Lo primero que te atrapa es la sensación de altura, aunque sea moderada. Los miradores, los caminos de montaña, cambian la perspectiva: de repente, el mar queda lejos, estás en un mundo de lagunas, arboledas, colinas. Dan ganas de caminar sin ningún objetivo concreto, de parar en un punto alto para mirar a tu alrededor, o de seguir un sencillo circuito de paradas: un mirador, un paseo por una laguna, un lugar para picar algo, etc. Un plan que funciona para una mañana o una tarde, sin depender de tener un «día perfecto» en la playa.
En general, es mejor ir con un itinerario flexible. Hay puestos, ferias y lugares que venden productos locales (dulces, conservas, cosas sencillas) que van y vienen según el día. No es bueno ir con la idea de «tengo que comprar esto o aquello». Es mejor ir con la idea de dar un paseo y, si veo algo bonito, me lo llevo. También hay opciones gastronómicas basadas en la idea de la ruralidad, con comidas abundantes, meriendas largas, mesas para sentarse.

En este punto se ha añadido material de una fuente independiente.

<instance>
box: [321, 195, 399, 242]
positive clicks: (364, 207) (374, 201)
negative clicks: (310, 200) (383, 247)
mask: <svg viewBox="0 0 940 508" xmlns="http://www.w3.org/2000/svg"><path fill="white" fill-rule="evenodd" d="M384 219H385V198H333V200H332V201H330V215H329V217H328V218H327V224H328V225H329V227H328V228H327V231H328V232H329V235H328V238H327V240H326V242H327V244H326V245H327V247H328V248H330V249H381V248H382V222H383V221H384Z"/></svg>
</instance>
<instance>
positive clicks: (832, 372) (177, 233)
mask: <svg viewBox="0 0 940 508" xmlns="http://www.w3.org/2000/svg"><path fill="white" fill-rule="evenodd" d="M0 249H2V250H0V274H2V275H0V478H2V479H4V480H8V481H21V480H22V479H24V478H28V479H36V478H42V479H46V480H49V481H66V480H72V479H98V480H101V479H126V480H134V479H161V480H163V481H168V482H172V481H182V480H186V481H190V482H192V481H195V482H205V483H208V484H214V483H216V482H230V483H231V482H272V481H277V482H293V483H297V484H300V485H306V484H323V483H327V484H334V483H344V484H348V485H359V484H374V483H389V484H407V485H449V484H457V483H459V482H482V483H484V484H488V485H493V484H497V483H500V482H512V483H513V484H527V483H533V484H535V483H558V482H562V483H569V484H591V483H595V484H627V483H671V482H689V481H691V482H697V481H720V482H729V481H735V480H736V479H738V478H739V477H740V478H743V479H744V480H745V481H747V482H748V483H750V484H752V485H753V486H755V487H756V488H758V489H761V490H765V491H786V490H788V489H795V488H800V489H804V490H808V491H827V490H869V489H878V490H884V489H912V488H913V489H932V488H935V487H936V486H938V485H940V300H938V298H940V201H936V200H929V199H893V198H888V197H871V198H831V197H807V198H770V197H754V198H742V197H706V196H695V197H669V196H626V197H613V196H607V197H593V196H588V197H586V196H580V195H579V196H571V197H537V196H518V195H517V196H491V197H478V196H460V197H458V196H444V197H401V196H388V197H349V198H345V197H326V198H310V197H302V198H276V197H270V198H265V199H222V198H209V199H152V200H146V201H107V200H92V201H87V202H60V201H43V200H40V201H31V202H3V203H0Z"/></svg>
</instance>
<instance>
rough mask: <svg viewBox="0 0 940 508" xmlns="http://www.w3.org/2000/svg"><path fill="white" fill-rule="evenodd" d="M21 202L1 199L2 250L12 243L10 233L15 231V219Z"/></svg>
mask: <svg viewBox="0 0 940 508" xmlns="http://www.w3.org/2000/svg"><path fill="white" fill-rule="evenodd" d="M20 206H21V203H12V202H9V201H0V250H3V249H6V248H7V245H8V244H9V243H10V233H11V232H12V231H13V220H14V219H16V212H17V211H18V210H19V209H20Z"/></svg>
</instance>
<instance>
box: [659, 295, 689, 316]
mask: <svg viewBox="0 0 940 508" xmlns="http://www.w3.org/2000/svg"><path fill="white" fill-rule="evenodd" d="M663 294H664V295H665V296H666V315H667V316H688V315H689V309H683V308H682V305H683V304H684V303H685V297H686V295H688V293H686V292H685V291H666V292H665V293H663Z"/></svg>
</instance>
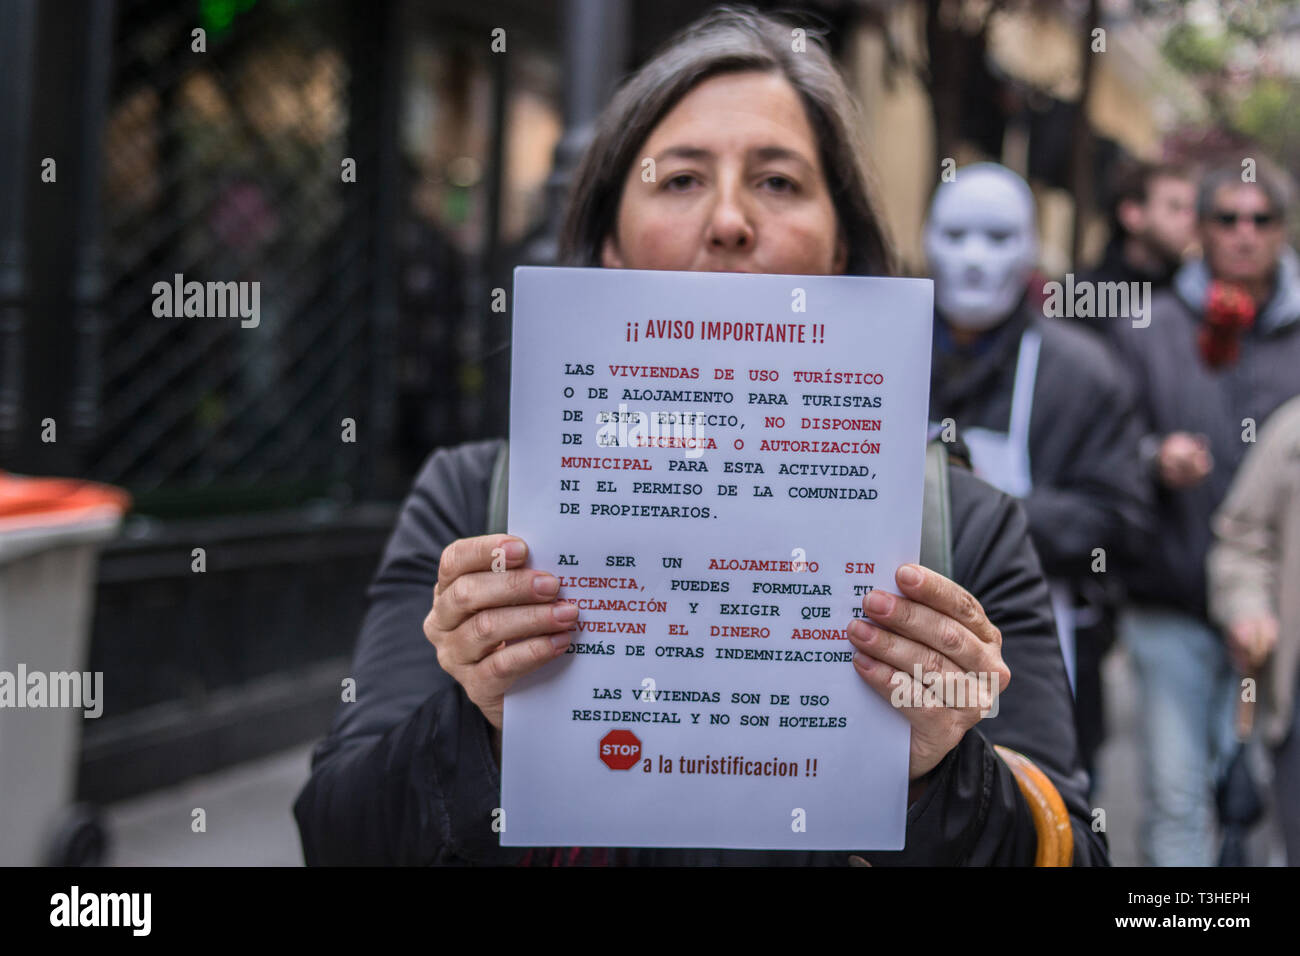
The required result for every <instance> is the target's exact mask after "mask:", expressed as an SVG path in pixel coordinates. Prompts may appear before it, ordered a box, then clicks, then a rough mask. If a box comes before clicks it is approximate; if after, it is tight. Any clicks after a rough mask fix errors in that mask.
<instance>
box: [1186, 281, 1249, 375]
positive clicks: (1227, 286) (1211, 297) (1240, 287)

Si estás en Mar del Plata sin coche, es posible hacer planes para ir. Lo mejor es pensar en ir, dar una vuelta y volver, sin tener que hacer mil viajes de ida y vuelta. Por eso, cuando alguien está planeando hacer un viaje desde otra ciudad, lo mejor es ver si hay un medio de transporte principal disponible. Lo mejor es comparar los precios de pasajes a Mar del Plata antes que nada y luego ver si es mejor pasar medio día o un día entero visitando la Sierra. A veces es solo eso, tenerlo asegurado para poder improvisar con el resto.
Hay otra cara de Sierra de los Padres que no es tan obvia. No es precisamente para hacer trekking (aunque es posible hacer senderismo), pero es buena para dar paseos que ponen el cuerpo en forma. Es ideal si viajás con niños o personas mayores, ya que no es exigente. También es ideal si viajás con ganas de moverte, ya que es posible caminar más, dar la vuelta a la laguna, buscar miradores.
Y luego está el clima, que puede diferir del de la costa. A veces puede haber vientos fuertes en Mar del Plata, y podrás refugiarte en las montañas. A veces puede hacer buen tiempo en Mar del Plata y es posible que prefieras las montañas. Es mejor vestirse por capas, no según el pronóstico del tiempo. Una campera ligera y algo para ponerse alrededor del cuello valdrán su peso en oro.
Sierra de los Padres, en resumen, es ese plan que mejorará tu viaje sin competir con el mar. No se va allí para reemplazar la costa, se va para enriquecer la experiencia. No es magia. Solo paisaje. Y en una escapada, eso puede valer más que cualquier atracción turística.